Algoma Public Health
Travelling during COVID-19
Checklist to stay safe and avoid exposure
|Avoiding non-essential travel is the best way to reduce the risk of exposure
For essential travel, use this checklist to help you plan to be safe while you are away and when you
- Stay local and keep travel to domestic destinations.
- At this time, the Government of Canada is advising all Canadians to
• avoid non-essential travel outside Canada until further notice
• avoid all cruise ship travel outside Canada until further notice.
- Border restrictions are still in place at the Canada-U.S. border.
- Crossing the Canada-U.S. border for discretionary purposes, including tourism, recreation, and entertainment, is not permitted.
- Limit the size of your travel group. Your fellow travellers should be limited to those in your household.
- Choose transportation that limits exposure, such as private vehicles. Being in the same car is a close contact exposure. Only carpool with those from your household. If you need to take a plane, train, bus, or
other public transportation, remember to bring your own mask.
- Choose accommodation that avoids close contact with others. Living and staying together is a close contact exposure. Only people in the same household should share accommodations. If you must share accommodations with non-household members, try to have separate bedrooms and bathrooms.
- Know how to get health care at your destination if you need it. Remember to bring enough medication for your trip. Make a plan for how to get health care and how to return home safely if someone becomes ill during the trip.
- Bring your own supply of masks and hand sanitizer. Masks are not for sharing. It never hurts to have one or more spare masks when travelling, in case one gets soiled.

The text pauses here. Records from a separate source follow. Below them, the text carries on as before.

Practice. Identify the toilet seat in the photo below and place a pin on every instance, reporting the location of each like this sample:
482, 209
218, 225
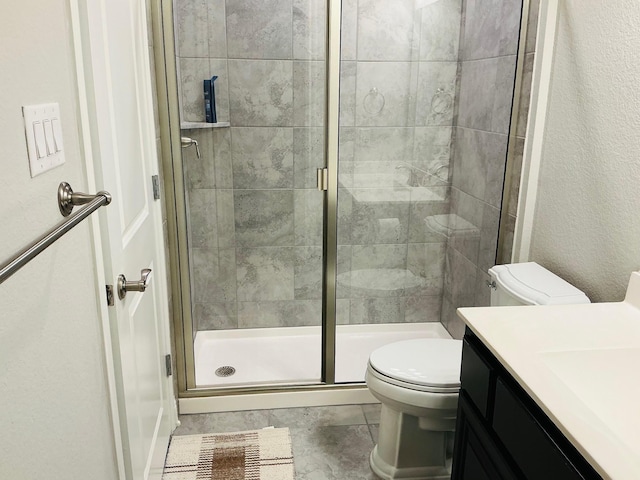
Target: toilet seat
425, 365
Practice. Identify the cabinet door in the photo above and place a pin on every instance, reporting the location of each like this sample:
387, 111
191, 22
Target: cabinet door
478, 456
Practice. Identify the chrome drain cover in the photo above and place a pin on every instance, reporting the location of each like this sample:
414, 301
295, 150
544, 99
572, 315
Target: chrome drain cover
225, 371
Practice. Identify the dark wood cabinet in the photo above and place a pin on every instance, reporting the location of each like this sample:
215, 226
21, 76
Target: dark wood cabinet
501, 434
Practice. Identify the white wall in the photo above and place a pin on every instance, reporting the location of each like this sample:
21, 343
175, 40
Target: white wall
587, 221
55, 421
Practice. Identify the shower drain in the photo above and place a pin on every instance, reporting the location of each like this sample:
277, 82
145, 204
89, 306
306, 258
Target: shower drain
225, 371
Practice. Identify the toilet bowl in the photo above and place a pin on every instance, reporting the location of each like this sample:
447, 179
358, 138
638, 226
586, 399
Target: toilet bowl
417, 381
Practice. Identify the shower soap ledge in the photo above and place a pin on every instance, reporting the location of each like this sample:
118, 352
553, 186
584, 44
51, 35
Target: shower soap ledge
195, 125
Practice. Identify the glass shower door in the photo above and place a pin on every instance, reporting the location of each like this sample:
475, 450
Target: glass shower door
254, 214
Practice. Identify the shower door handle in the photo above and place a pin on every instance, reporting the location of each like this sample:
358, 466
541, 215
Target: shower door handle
125, 286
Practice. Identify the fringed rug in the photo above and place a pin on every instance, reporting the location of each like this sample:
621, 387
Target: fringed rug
254, 455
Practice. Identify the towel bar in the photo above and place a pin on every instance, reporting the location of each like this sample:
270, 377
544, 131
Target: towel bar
66, 200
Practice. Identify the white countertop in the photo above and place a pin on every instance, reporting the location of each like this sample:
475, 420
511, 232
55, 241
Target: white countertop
581, 364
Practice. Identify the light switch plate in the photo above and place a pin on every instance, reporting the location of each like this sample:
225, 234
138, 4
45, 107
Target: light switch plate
43, 129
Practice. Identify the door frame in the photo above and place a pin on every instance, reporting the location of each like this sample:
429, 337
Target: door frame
101, 249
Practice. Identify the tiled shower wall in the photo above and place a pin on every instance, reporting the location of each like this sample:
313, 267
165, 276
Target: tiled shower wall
255, 216
489, 44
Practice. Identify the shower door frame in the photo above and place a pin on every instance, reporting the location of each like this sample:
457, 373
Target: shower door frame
178, 257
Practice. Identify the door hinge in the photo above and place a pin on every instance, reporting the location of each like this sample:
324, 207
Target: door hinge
155, 181
323, 179
110, 299
167, 364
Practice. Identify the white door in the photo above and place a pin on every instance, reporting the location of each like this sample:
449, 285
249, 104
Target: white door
117, 109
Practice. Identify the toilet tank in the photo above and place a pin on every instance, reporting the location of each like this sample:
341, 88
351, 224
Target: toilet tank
531, 284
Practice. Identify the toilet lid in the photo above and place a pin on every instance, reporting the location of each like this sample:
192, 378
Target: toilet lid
431, 362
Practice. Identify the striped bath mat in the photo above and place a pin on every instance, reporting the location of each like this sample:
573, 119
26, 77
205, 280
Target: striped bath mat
254, 455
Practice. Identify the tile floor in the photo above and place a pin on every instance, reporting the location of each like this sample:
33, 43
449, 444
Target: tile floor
329, 443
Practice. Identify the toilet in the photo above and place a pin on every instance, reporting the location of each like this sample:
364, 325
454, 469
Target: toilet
417, 381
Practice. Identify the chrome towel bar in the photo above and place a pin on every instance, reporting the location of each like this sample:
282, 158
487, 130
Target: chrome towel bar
66, 200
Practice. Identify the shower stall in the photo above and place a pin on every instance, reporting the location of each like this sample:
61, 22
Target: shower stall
349, 193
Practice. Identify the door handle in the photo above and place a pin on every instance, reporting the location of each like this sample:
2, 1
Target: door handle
125, 286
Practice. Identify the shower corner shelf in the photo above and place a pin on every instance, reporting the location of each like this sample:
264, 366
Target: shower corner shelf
194, 125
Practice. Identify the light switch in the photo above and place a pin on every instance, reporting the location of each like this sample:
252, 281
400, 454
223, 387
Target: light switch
38, 133
48, 136
44, 137
57, 134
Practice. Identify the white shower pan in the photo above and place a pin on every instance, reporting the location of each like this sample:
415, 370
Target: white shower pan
291, 355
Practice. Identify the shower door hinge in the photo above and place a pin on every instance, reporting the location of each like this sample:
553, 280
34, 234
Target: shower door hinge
155, 181
323, 179
167, 364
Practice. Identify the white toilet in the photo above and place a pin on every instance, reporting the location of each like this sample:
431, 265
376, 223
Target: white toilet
418, 380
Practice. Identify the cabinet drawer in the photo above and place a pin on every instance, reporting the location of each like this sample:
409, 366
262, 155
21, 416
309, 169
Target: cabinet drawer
475, 377
527, 441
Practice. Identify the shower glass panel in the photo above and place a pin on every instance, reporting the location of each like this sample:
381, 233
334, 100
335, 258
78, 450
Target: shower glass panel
426, 94
254, 214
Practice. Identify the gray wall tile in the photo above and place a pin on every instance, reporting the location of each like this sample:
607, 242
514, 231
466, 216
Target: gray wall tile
393, 82
349, 30
385, 30
308, 155
284, 313
348, 93
215, 316
263, 217
265, 273
377, 310
440, 32
308, 273
379, 256
202, 222
192, 28
221, 138
308, 93
388, 145
226, 218
436, 93
217, 20
479, 164
491, 28
308, 217
309, 24
262, 157
422, 309
259, 29
261, 92
214, 275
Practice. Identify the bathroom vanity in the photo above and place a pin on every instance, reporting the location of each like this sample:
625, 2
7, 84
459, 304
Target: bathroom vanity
501, 433
550, 392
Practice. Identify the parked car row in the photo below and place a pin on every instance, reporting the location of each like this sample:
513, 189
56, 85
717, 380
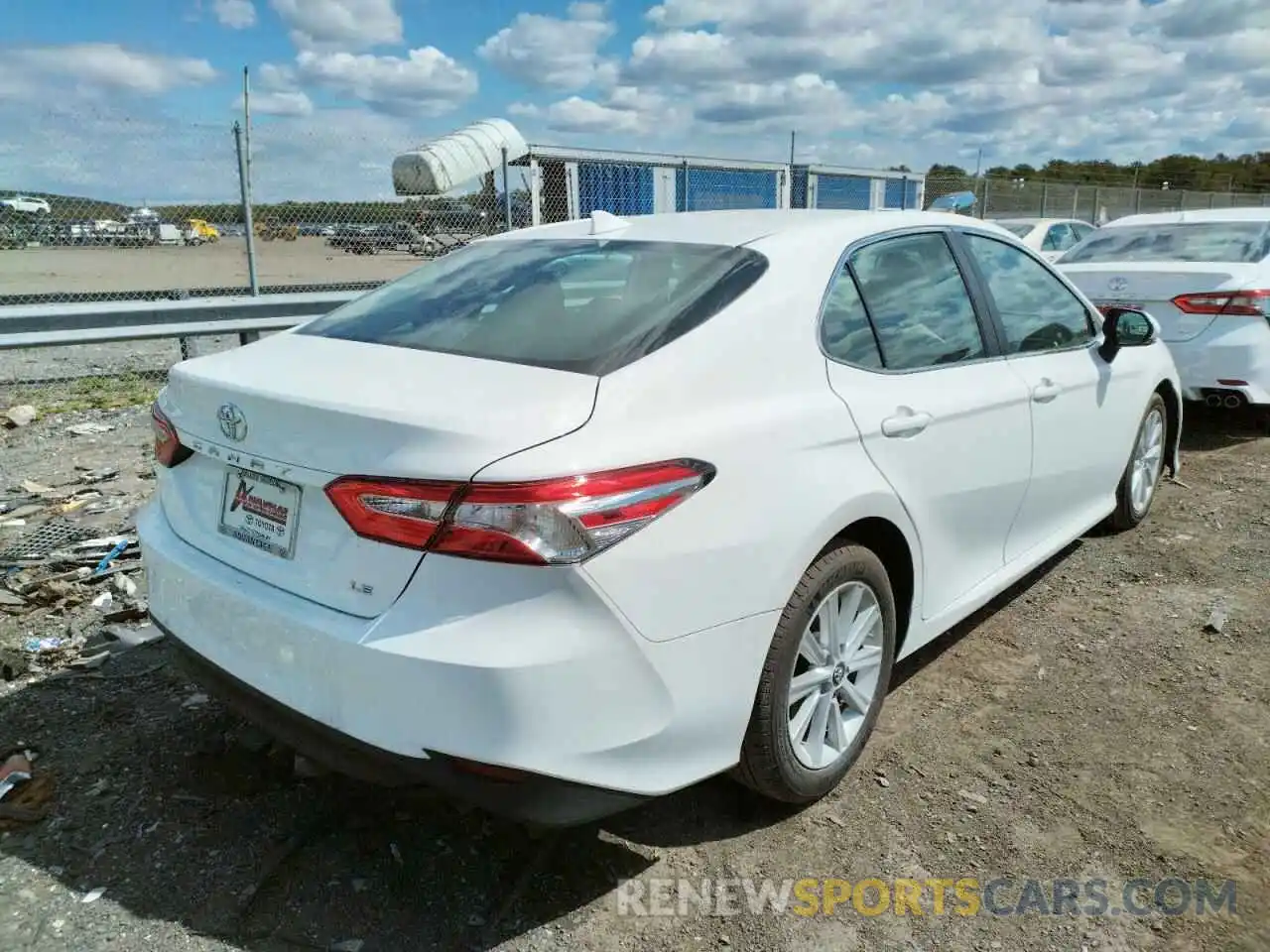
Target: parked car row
581, 515
1203, 276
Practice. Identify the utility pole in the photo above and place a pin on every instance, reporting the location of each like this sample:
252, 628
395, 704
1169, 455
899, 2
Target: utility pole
246, 128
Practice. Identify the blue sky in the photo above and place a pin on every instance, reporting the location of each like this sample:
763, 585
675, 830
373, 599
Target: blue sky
134, 99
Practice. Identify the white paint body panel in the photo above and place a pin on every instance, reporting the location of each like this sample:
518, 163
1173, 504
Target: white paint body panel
1206, 348
635, 670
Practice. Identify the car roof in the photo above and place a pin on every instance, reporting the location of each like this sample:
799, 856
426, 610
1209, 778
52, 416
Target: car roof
1038, 221
737, 227
1199, 214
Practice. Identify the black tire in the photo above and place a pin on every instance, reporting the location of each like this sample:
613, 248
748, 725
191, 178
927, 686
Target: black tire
769, 765
1125, 517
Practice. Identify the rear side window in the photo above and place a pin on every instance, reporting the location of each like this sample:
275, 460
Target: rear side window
587, 306
919, 302
1228, 241
1017, 229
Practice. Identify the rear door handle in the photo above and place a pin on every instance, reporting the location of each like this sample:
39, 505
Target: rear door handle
906, 424
1046, 391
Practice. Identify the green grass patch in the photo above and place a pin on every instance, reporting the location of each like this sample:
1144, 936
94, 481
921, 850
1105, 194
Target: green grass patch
113, 393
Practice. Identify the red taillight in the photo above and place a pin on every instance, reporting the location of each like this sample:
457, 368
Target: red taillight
544, 522
1246, 303
168, 445
402, 512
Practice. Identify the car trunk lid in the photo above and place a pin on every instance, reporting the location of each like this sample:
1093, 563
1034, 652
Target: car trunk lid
1153, 286
273, 422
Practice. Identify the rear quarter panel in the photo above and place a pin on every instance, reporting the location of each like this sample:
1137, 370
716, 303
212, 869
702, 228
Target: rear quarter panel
747, 393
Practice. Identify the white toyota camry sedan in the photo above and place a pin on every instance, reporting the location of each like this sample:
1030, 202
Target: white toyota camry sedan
581, 515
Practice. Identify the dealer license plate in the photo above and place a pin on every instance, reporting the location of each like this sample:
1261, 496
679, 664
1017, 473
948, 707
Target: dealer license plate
261, 512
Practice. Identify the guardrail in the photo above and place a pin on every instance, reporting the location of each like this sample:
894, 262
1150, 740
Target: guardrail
58, 325
81, 298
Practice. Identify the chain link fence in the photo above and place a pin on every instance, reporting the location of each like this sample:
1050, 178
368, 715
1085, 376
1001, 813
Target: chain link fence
60, 249
1091, 202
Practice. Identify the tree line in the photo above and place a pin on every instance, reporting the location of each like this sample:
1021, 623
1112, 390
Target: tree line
1220, 173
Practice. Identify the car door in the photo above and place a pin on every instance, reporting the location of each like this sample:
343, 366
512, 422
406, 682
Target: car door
942, 416
1083, 413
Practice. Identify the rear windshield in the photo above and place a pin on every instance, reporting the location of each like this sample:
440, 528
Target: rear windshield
587, 306
1020, 229
1228, 241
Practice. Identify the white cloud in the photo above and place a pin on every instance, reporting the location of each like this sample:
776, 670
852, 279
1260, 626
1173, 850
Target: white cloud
235, 14
1025, 81
548, 53
96, 68
423, 82
340, 24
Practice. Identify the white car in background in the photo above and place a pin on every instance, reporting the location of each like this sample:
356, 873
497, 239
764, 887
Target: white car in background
1049, 236
1206, 278
585, 513
28, 204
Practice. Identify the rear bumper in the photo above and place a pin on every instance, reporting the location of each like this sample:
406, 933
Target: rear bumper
525, 797
509, 666
1229, 349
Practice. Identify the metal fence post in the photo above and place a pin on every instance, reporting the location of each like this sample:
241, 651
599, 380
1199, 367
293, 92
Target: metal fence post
244, 189
507, 193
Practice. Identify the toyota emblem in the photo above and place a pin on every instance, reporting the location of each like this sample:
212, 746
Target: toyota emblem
232, 421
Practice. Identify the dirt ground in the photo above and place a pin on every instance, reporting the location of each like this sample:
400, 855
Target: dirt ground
307, 261
1088, 724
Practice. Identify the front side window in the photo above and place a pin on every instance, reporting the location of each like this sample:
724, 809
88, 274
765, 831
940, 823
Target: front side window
1227, 241
1038, 311
580, 304
1060, 238
1019, 229
920, 307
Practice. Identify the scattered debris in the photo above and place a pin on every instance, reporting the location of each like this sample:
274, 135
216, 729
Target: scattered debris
24, 794
21, 416
973, 800
1216, 619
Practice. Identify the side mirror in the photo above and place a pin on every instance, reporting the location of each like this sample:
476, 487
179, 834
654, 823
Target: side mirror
1125, 326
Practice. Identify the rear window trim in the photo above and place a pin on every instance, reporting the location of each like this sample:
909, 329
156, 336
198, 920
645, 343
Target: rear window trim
1116, 231
748, 268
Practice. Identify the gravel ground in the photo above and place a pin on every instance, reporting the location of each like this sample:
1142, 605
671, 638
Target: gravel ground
70, 271
1084, 725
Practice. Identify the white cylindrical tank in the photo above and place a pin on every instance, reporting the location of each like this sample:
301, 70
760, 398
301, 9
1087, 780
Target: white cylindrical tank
445, 163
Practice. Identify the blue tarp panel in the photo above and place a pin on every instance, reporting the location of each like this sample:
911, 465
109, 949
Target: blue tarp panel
617, 189
843, 191
726, 188
901, 193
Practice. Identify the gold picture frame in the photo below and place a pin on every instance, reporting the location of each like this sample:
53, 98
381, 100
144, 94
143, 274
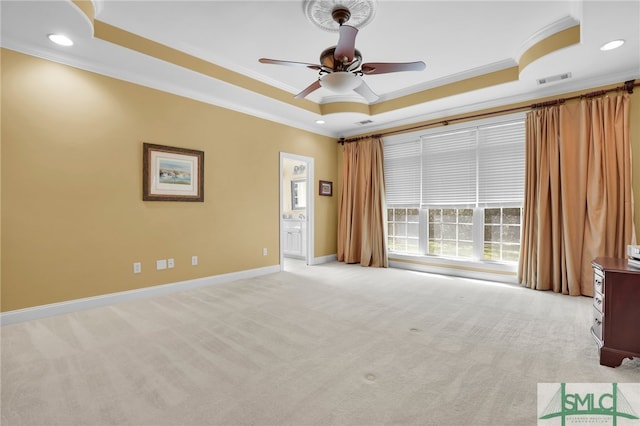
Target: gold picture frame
172, 174
326, 188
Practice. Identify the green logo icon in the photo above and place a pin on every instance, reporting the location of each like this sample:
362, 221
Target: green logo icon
588, 403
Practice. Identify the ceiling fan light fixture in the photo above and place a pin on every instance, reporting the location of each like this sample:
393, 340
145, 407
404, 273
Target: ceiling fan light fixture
327, 14
340, 81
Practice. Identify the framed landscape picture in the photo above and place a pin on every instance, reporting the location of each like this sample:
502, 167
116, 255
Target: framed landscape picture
326, 188
172, 174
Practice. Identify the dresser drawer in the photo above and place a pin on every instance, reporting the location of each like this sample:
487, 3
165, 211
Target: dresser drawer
597, 324
598, 280
598, 301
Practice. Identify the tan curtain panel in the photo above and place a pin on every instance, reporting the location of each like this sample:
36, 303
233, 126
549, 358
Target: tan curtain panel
578, 196
361, 212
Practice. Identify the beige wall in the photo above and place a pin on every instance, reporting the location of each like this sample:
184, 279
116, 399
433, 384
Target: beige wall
73, 219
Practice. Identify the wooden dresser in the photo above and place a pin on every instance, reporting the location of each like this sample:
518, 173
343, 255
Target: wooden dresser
616, 310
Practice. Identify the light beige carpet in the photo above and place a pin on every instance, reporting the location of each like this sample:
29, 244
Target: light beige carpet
331, 344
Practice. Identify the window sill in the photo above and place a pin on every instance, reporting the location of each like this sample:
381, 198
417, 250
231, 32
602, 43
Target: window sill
483, 270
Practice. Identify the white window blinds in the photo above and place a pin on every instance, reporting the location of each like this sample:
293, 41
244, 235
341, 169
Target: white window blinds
501, 164
449, 169
402, 171
472, 166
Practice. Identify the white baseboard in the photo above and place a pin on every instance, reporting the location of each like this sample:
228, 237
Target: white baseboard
44, 311
325, 259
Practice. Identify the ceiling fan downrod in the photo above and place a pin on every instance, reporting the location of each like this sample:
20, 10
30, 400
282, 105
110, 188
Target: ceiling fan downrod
340, 14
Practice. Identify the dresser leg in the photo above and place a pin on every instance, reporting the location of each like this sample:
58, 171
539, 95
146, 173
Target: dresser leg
612, 358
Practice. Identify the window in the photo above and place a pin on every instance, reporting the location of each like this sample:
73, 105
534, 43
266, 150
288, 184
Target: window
403, 230
502, 234
457, 193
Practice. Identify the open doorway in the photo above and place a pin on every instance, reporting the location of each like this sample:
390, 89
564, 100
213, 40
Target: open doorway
296, 210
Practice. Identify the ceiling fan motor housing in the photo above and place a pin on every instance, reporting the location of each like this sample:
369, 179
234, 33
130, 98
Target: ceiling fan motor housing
328, 60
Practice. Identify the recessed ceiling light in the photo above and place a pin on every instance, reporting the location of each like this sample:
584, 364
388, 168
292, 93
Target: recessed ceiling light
60, 39
612, 45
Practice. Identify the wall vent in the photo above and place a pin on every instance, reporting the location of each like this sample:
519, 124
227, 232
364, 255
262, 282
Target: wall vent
558, 77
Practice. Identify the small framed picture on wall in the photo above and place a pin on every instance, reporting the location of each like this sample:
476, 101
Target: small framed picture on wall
172, 174
326, 188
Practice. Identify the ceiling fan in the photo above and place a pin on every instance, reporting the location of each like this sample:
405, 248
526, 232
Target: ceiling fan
341, 68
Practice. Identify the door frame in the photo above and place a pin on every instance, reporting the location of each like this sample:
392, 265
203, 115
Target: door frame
309, 161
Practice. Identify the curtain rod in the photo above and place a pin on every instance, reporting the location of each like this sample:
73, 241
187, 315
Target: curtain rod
628, 86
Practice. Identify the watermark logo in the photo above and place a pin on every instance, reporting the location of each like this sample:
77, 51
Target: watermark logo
588, 404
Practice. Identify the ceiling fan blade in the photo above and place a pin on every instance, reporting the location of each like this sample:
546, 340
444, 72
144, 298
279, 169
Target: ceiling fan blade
385, 67
290, 63
365, 91
346, 48
312, 87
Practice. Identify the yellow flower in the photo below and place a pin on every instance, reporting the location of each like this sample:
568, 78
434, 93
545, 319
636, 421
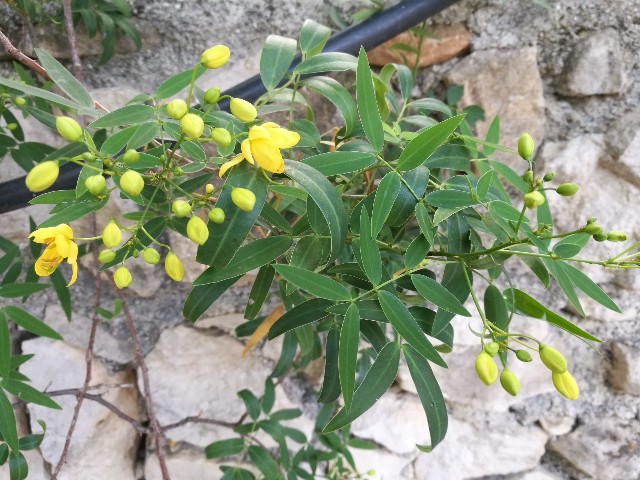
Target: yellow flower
59, 246
263, 146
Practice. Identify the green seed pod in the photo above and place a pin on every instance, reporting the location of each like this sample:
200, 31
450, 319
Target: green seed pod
177, 109
553, 359
151, 256
131, 183
95, 184
523, 356
533, 199
486, 368
616, 236
69, 129
492, 348
42, 176
180, 208
106, 256
216, 215
509, 382
131, 156
567, 189
525, 146
212, 95
566, 385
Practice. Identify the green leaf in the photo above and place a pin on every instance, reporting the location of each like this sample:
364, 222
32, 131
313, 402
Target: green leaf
224, 240
367, 105
14, 290
425, 143
313, 37
251, 255
407, 327
333, 91
303, 314
177, 83
31, 323
224, 448
377, 381
275, 59
330, 390
325, 197
438, 295
314, 283
429, 393
385, 196
64, 79
529, 306
337, 163
589, 287
348, 353
128, 115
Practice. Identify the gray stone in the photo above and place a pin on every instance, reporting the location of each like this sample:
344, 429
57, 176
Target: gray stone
595, 67
624, 374
505, 83
604, 448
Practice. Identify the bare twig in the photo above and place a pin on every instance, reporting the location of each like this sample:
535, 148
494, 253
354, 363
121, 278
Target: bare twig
71, 37
21, 57
144, 372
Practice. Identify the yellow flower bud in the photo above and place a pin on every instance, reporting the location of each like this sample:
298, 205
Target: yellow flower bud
95, 184
177, 109
486, 368
122, 277
216, 215
566, 385
192, 126
106, 256
243, 110
69, 129
42, 176
243, 199
567, 189
197, 230
215, 57
553, 359
131, 183
221, 136
212, 95
533, 199
111, 235
509, 382
525, 146
173, 267
180, 208
131, 156
151, 256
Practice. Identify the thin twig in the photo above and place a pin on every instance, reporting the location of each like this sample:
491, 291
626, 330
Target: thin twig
21, 57
144, 372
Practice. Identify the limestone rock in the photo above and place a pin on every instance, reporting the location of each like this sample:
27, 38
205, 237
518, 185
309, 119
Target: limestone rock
505, 83
103, 445
595, 66
624, 374
447, 41
604, 448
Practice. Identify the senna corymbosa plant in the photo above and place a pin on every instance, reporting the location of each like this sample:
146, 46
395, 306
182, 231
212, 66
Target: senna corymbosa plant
375, 234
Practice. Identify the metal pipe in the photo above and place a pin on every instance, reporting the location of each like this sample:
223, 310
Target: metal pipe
372, 32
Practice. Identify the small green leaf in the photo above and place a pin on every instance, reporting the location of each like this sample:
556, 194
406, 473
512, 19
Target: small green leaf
348, 353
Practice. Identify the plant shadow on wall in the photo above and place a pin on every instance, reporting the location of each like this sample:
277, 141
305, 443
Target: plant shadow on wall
375, 234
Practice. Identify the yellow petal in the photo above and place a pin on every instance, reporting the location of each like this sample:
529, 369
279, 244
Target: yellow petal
231, 163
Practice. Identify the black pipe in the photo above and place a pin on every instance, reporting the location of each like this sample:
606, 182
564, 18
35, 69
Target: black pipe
372, 32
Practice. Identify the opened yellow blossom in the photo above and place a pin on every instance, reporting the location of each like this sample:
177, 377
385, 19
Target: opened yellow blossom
60, 245
263, 146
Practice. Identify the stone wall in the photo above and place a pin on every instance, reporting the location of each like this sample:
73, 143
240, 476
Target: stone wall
568, 75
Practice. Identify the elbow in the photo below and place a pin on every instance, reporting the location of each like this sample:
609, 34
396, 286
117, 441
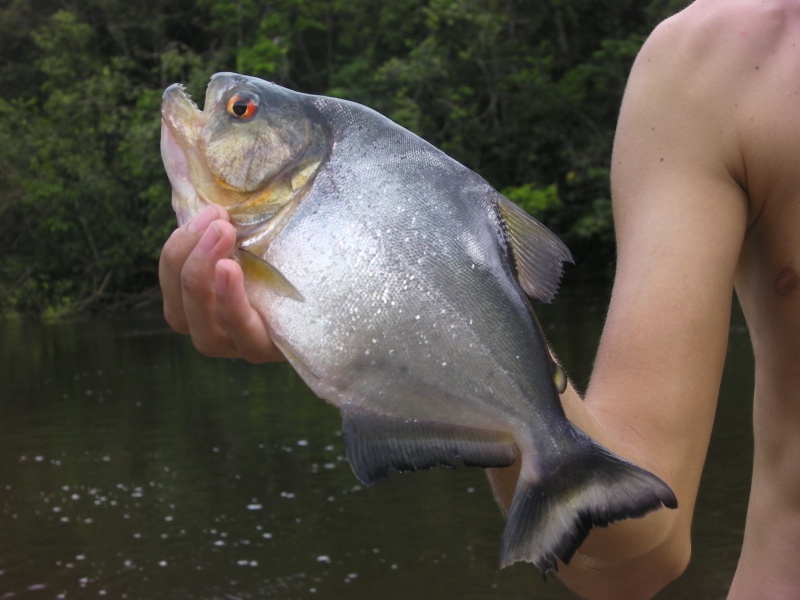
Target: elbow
676, 562
637, 577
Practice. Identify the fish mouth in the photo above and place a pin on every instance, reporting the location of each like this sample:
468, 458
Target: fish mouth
181, 122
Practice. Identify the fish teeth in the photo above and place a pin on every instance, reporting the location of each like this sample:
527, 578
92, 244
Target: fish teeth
187, 95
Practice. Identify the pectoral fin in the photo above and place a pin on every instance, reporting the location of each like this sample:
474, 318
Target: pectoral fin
559, 378
538, 253
258, 270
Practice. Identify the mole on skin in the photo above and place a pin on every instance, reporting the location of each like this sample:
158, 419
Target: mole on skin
786, 281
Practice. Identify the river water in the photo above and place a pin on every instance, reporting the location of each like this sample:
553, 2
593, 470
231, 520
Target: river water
132, 467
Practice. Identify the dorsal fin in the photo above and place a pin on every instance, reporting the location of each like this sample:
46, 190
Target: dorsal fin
538, 253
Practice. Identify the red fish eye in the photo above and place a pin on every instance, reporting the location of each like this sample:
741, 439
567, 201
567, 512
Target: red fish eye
242, 106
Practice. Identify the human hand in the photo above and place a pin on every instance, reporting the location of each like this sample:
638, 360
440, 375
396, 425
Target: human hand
204, 293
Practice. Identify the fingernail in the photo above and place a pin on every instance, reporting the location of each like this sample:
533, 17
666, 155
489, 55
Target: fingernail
209, 239
203, 219
220, 280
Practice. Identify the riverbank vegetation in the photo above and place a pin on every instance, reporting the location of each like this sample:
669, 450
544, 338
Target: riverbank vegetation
525, 93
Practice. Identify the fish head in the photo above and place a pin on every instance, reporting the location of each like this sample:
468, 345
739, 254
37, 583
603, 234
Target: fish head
252, 148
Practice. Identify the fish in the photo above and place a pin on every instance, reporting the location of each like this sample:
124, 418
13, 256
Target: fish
399, 284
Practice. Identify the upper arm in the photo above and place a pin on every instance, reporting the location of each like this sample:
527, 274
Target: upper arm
680, 219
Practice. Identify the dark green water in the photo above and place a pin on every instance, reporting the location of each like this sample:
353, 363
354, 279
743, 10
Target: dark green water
132, 467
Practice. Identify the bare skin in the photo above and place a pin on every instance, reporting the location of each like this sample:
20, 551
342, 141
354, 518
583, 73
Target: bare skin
706, 191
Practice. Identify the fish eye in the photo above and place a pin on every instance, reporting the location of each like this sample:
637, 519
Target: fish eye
242, 105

- Check before you go. And have a Plan B. The COVID-19 virus is still circulating widely and outbreaks can happen at any time. Check the websites of local public health authorities at your destination to stay
informed of the rules and the risks. Have an open and honest conversation with your travel companions
about everyone’s comfort level with travel decisions. Have a backup plan.
- Meeting up with friends or relatives outside your household? Physical distancing is the best way to keep everyone safe. Avoid close contact with others outside of your household by staying 2 metres apart at all times. This is most easily done in a controlled setting like a private home or at an outdoor setting like a park, where there is good ventilation and plenty of space to spread out. Check out APH’s other tips on how to socialize safely.
- Choose dining options that protect you from close contact exposures with others. Sharing a meal at the same table is a close contact exposure. If people are not in the same household, avoid sharing a large group meal, whether at a restaurant or in a private home. If gathering over a meal, consider distanced options like having each household sit at different tables or areas separated by at least 2 metres.
- Be patient and flexible. Skip the crowds. Stay distanced in lineups. Popular destinations may get crowded from time to time. Choose activities where you and your family or travel companions can stay safe and maintain physical distancing from other people. Remember to respect the rules of the places you visit.
- Keep track of your itinerary. If you do have a close contact exposure, where you spend more than 15 minutes with another person while less than 2 metres apart, make a note of it. Write down the person, place and time. If someone does become ill, this information can help with contact tracing.
- Monitor yourself for symptoms. If you get sick, stay home and call your local assessment centre for testing.
- Consider avoiding other gatherings, trips for the 14 days following your return home.
- Write down details of any close contact. Sometimes people get too close. If you spent more than 15 minutes together with someone outside your household and you were less than 2 metres apart, that is considered a close contact. Write down the person, place and time. Any close contact could be a possible exposure to the coronavirus.